Only a third of women eligible for support under the proposal would be likely to do so, according to Conservative MP Craig MacKinlay.
The Work and Pensions committee is conducting an investigation into whether offering early access would provide suitable redress for women who have seen their retirement age increased by successive acts of Parliament.
Government actuaries looking at the proposals last week said the move could require spending of £2.3bn annually, with the cost offset by reduced spending after 2025.
However, committee member MacKinlay says the actual cost could be only £750m, equivalent to just over 32 per cent of women choosing early access.
Citing similar models in operation in Canada, where savers can withdraw their pension early in exchange for a 6 per cent reduction for each year of access, he says: “The experience from Canada is that about 38 per cent of women take it up early. But it might be different to that experience, largely because they don’t have a similar benefits system.
“In the UK, a 62-year-old woman who thought she was getting her pension at 60 would still qualify for job seeker’s allowance of £65, but her pension might be £155, minus 6 per cent for every year it’s brought forward.
“So while the actuaries say net cashflow costs if everyone takes up the early rate would be £2.2bn, a low take-up because of the interactions with benefits could bring it down to somewhere in the region of £750m-£800m. In cashflow terms at that point you are approaching a rounding error.”
The comments come after committee chair Frank Field noted even take-up of 40 per cent would reduce the Government Actuarial estimate of £2.2bn down to just over £900m.
Field said: “Forty per cent of £2bn is the sort of figures which chancellors are sometimes able to lose in their accounts.”

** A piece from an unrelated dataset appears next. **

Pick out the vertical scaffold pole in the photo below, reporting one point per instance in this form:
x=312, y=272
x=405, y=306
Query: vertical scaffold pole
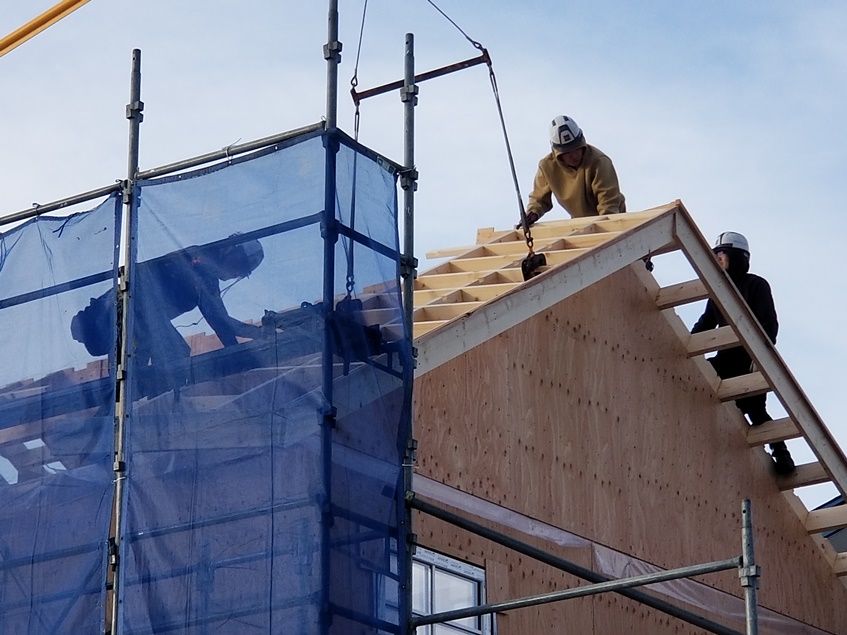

And Informed Choice managing director Martin Bamford notes previous suggestions for reform have included spending up to £30bn to effectively hand Waspi campaigners the pensions they would have previously been entitled to.
He says: “£1bn or £2bn is still a lot of money, but if this plan could be cost-neutral over the long term, then it could be appealing and in the context of money lost on things like tax avoidance, it’s probably not even a huge amount.
“For people who are in the position of needing an income and have found themselves out of work this may be a sensible solution, but even 40 per cent might be overstating the demand.
“Most would continue to work and have continued to work. Given the choice to keep working or access a lower state pension for the rest of their life, many would choose to keep working.”
Wingate Financial Planning director Alistair Cunningham adds the money could be targeted to those most in need of support.
But he notes for many, the likelihood of having a full National Insurance record, and thus qualifying for the full pension, is slim.
He says: “We are in a place where I can’t see any solution to this. We have to bear in mind those people who are most in need of it may not have a full NI record anyway, so they won’t be getting that full basic state pension to start off with.
“So even if the cost was zero I would still have an issue with it on the basis that, ultimately, this is going to be in those people’s worst interest over the long term.”